The step of setting tags for metadata in multiple data sets in parallel and storing the obtained metadata tag information in a distributed search engine includes:

Each of the multiple data sets is split into multiple data blocks, and tags are set in parallel for the metadata in the multiple data blocks; wherein, the tag setting in parallel for the metadata in the multiple data blocks includes: for the metadata in each data block, determining whether the data set identifier where the metadata is located exists in the tag set corresponding to the metadata; if the determination result is no, adding the data set identifier where the metadata is located to the tag set corresponding to the metadata, and then performing an insert update operation on the distributed retrieval engine according to the tag set corresponding to the metadata.

2. The method according to claim 1, characterized in that the step of parsing the preset data set integration rule to generate the corresponding aggregation query statement comprises:

Converting a preset data set integration rule into a digital expression; wherein the digital expression is composed of digital operands and operators; generating a corresponding aggregation query statement according to the digital expression; wherein the operator includes at least one of the following: an intersection operator, a union operator, or a difference operator.

3. The method according to claim 1 is characterized in that the distributed search engine includes: an ElasticSearch engine.

4. A data integration device, characterized in that the device comprises:

A labeling module, used to set labels for metadata in multiple data sets in parallel, and store the obtained label information of the metadata into a distributed search engine; wherein the label information of the metadata includes the identifier of the data set where the metadata is located;

A generation module is used to parse the preset data set integration rules to generate corresponding aggregation query statements;

A query module, used to perform an aggregate query on the tag information of the metadata based on the aggregate query statement to obtain an aggregate query result;

The tagging module sets tags for metadata in multiple data sets in parallel, and stores the obtained metadata tag information into the distributed search engine, including:

The labeling module splits each of the multiple data sets into multiple data blocks, and sets labels for the metadata in the multiple data blocks in parallel; wherein, the labeling module sets labels for the metadata in the multiple data blocks in parallel including: for the metadata in each data block, the labeling module determines whether the data set identifier where the metadata is located exists in the label set corresponding to the metadata; if the judgment result is no, the labeling module adds the data set identifier where the metadata is located to the label set corresponding to the metadata, and then performs an insert update operation on the distributed retrieval engine according to the label set corresponding to the metadata.

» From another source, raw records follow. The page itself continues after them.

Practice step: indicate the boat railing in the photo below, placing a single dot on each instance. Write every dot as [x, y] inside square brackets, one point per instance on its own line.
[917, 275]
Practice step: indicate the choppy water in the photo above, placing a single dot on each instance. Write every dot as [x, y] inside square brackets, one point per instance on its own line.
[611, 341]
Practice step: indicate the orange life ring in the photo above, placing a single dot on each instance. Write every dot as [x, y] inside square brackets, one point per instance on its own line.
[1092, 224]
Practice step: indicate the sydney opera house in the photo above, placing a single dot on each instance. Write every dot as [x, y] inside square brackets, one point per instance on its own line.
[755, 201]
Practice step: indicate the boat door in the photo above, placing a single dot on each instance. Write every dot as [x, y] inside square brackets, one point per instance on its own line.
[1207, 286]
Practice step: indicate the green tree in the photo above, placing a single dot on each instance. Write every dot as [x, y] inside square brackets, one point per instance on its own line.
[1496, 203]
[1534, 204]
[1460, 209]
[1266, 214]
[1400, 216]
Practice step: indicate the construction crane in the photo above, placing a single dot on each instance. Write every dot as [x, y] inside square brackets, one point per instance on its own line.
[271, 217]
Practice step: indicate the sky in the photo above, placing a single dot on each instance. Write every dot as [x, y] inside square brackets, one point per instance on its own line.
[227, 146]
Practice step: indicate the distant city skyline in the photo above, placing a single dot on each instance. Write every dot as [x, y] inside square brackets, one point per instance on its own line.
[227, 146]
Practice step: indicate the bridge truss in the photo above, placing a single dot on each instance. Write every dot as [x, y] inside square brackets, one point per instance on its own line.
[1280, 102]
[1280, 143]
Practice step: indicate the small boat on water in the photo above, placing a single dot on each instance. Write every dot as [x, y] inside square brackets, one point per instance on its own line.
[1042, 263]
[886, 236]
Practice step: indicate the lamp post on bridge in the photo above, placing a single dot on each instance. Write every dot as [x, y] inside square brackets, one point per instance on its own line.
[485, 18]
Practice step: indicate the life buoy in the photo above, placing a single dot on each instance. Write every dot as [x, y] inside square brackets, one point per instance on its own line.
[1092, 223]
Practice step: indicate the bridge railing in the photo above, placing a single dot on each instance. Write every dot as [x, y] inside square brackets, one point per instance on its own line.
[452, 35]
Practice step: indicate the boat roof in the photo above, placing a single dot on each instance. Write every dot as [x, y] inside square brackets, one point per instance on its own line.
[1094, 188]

5. The device according to claim 4, characterized in that the generation module parses the preset data set integration rule to generate the corresponding aggregation query statement comprising:

The generation module converts the preset data set integration rules into a digital expression; wherein the digital expression is composed of digital operands and operators; the generation module generates an aggregation query statement corresponding to the digital expression according to the digital expression; wherein the operator includes at least one of the following: an intersection operator, a union operator or a difference operator.

6. The device according to claim 4 is characterized in that the distributed search engine includes: an ElasticSearch engine.

7. An electronic device, comprising:

one or more processors;

a storage device for storing one or more programs,

When the one or more programs are executed by the one or more processors, the one or more processors implement the method according to any one of claims 1 to 3.

8. A computer-readable medium having a computer program stored thereon, wherein when the program is executed by a processor, the method according to any one of claims 1 to 3 is implemented.